Raíssa Ebrahim / 24/01/2023

Crédito: Hugo Muniz

Eram exatas 19h do domingo (22) de prévias nas ladeiras de Olinda. Após dois anos sem Carnaval, a tradicional e respeitada Troça Carnavalesca Mista (T.C.M) John Travolta desfilava comemorando 45 anos quando diretoria, músicos e foliões foram surpreendidos com um toque de recolher imposto com truculência pela Polícia Militar de Pernambuco (PMPE) encerrando o cortejo. O famoso boneco azul e branco de franjinha não conseguiu terminar o trajeto. Sequer chegou ao bairro do Guadalupe, onde famílias inteiras aguardavam com as casas enfeitadas nas cores do “Jontra”.

As cenas foram de violência até contra os músicos da Orquestra do Maestro Oséas, que puxava a troça. Alguns deles foram agredidos e ameaçados de terem os instrumentos recolhidos e que poderiam ser presos caso continuassem tocando. “Me senti humilhado, isso nunca tinha acontecido. Foi uma falta de respeito conosco”, define o presidente do John Travolta, Eraldo José Gomes, em entrevista à Marco Zero.

“O Major Caldeira foi muito rígido comigo. Eu pedi que ele tivesse ao menos um pouco de tolerância para a gente recolher a troça no nosso bairro (Guadalupe), que estava a 200 metros (do Largo do Amparo, onde o desfile foi interrompido). Mas ele nos deu a ordem para que parasse. Muita gente tentou conversar, mas não teve acordo”, detalha Eraldo. “O povo espera o boneco chegar, as pessoas enfeitam a casa, a gente precisa dar satisfação ao povo”, complementa.

O presidente conta que, na semana anterior, em reunião com a Prefeitura de Olinda e a PMPE, ficou acordado que o John Travolta sairia do Clube Atlântico, no Carmo, às 17h30. Era lá que acontecia, à tarde, a festa do Jontra. “Coloquei que não tinha condições de recolher às 19h. É muita gente, não daria tempo, e nosso bloco depende da venda de bebidas e de ingressos”, destaca Eraldo.

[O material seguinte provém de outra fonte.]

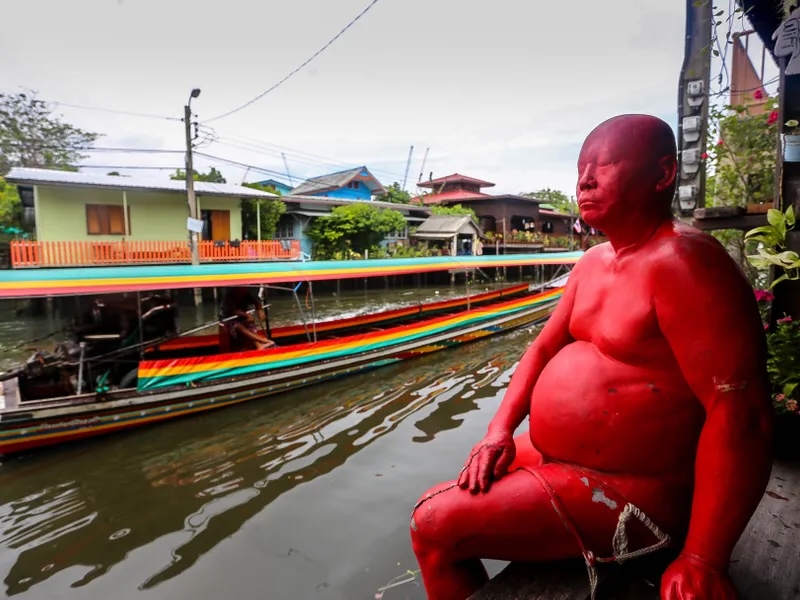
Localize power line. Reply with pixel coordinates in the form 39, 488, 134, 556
77, 165, 182, 170
52, 101, 181, 122
203, 0, 384, 124
193, 151, 299, 181
206, 136, 409, 184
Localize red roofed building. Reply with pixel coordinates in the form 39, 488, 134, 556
413, 173, 544, 237
412, 172, 604, 251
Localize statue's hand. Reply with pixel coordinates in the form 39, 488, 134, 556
457, 430, 516, 494
661, 554, 738, 600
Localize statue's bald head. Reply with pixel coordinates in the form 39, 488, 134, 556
577, 114, 678, 230
588, 114, 677, 172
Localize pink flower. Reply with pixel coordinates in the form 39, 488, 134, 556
778, 316, 793, 323
776, 393, 786, 402
768, 110, 779, 125
754, 289, 775, 303
701, 152, 709, 160
717, 139, 724, 146
787, 399, 799, 412
764, 323, 770, 331
754, 89, 765, 100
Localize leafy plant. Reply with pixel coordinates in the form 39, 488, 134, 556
241, 182, 286, 240
375, 182, 412, 204
429, 203, 476, 219
305, 202, 407, 259
766, 316, 800, 415
521, 187, 577, 214
745, 206, 798, 288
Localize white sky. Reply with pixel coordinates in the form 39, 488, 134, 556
0, 0, 776, 197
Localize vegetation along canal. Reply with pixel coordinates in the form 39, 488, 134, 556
0, 282, 536, 599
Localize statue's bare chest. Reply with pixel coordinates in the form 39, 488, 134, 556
568, 261, 666, 364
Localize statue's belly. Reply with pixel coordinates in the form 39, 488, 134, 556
529, 341, 704, 475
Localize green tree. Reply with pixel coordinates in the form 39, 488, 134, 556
0, 91, 101, 175
170, 166, 227, 183
429, 203, 476, 219
0, 177, 22, 230
376, 182, 411, 204
306, 202, 407, 259
523, 187, 577, 214
241, 182, 286, 240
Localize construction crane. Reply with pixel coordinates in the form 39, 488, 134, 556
402, 145, 414, 190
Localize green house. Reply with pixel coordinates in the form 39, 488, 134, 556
6, 167, 278, 243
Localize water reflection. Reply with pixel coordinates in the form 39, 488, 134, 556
0, 323, 540, 598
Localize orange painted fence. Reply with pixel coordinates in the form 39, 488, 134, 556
10, 239, 302, 268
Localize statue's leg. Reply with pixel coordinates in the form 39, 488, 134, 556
410, 435, 685, 600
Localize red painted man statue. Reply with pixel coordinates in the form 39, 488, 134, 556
410, 114, 774, 599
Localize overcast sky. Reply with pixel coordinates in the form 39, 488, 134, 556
0, 0, 776, 197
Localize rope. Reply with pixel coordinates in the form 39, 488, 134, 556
519, 465, 672, 600
411, 457, 672, 600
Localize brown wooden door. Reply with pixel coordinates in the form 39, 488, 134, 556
209, 210, 230, 241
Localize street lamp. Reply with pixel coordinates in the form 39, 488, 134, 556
184, 88, 202, 266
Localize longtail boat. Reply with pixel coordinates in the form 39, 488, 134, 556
0, 253, 580, 457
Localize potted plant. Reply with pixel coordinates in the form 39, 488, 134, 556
784, 119, 800, 163
746, 206, 800, 459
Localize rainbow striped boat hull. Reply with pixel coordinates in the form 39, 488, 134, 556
0, 284, 563, 457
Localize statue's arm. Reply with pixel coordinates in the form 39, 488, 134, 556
487, 267, 578, 435
653, 238, 774, 572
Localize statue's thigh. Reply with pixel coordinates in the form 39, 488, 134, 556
411, 466, 615, 563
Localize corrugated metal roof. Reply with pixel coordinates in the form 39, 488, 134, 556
5, 167, 279, 200
415, 189, 492, 204
288, 166, 386, 196
417, 173, 496, 189
413, 215, 479, 235
287, 210, 330, 217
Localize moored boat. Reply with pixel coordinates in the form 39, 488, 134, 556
0, 253, 579, 457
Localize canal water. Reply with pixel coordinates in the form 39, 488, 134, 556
0, 283, 542, 600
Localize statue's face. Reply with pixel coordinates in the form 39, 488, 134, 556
575, 117, 666, 230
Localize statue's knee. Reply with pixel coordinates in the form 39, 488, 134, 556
410, 488, 459, 547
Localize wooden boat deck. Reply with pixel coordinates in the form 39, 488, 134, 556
468, 459, 800, 600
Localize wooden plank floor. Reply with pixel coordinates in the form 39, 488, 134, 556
469, 460, 800, 600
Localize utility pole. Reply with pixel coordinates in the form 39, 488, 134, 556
674, 0, 712, 218
184, 88, 202, 267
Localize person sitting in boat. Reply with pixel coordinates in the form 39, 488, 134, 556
219, 286, 276, 351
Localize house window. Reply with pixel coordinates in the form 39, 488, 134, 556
275, 217, 294, 239
347, 181, 359, 189
86, 204, 129, 235
387, 226, 408, 239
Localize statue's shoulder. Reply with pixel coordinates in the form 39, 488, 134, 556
648, 220, 723, 258
652, 220, 745, 282
578, 240, 613, 265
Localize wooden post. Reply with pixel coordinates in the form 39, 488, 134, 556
257, 200, 261, 241
122, 191, 129, 236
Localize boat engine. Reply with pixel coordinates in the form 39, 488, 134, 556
18, 340, 83, 400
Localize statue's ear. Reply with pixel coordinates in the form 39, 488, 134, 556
655, 154, 677, 193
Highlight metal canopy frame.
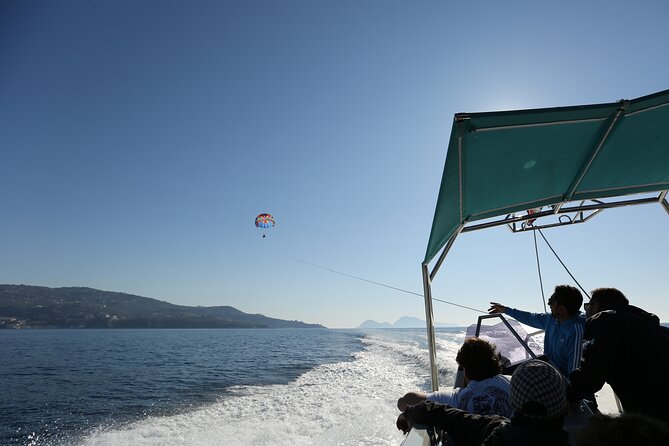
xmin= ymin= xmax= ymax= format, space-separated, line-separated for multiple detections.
xmin=424 ymin=89 xmax=669 ymax=268
xmin=421 ymin=89 xmax=669 ymax=391
xmin=474 ymin=314 xmax=539 ymax=360
xmin=421 ymin=190 xmax=669 ymax=391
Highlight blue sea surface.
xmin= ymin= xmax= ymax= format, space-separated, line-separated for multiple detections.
xmin=0 ymin=328 xmax=364 ymax=446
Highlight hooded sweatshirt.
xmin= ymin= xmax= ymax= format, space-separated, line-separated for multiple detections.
xmin=568 ymin=305 xmax=669 ymax=421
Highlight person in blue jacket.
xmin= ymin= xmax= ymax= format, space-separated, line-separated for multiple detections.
xmin=488 ymin=285 xmax=585 ymax=377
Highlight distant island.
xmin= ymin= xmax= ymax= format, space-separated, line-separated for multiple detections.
xmin=0 ymin=285 xmax=324 ymax=329
xmin=358 ymin=316 xmax=459 ymax=329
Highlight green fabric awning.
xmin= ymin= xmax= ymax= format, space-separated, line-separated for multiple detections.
xmin=424 ymin=89 xmax=669 ymax=264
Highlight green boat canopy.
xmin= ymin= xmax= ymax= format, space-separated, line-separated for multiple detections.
xmin=424 ymin=89 xmax=669 ymax=264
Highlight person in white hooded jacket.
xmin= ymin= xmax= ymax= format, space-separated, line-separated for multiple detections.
xmin=398 ymin=337 xmax=513 ymax=418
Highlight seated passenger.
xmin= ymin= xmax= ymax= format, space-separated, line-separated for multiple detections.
xmin=397 ymin=360 xmax=569 ymax=446
xmin=397 ymin=337 xmax=513 ymax=417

O cortejo atrasou 15 minutos, segundo ele. Saiu do clube em direção à Rua do Bonfim às 17h45.

Na reunião, afirma Eraldo, um representante da Polícia Militar assegurou que seguraria a passagem da troça até o encerramento no Guadalupe. Não foi o que aconteceu. A informação repassada à troça é que a PMPE tinha recebido ordem expressa da prefeitura para encerrar o cortejo às 19h.

No próximo domingo (29), às 16h30, o John Travolta vai desfilar novamente, para conseguir encerrar o cortejo interrompido. A saída será do Clube Vassourinhas, no Largo do Amparo. O boneco vai desfilar pelo Guadalupe e se recolher na casa de Eraldo, na Av. Joaquim Nabuco.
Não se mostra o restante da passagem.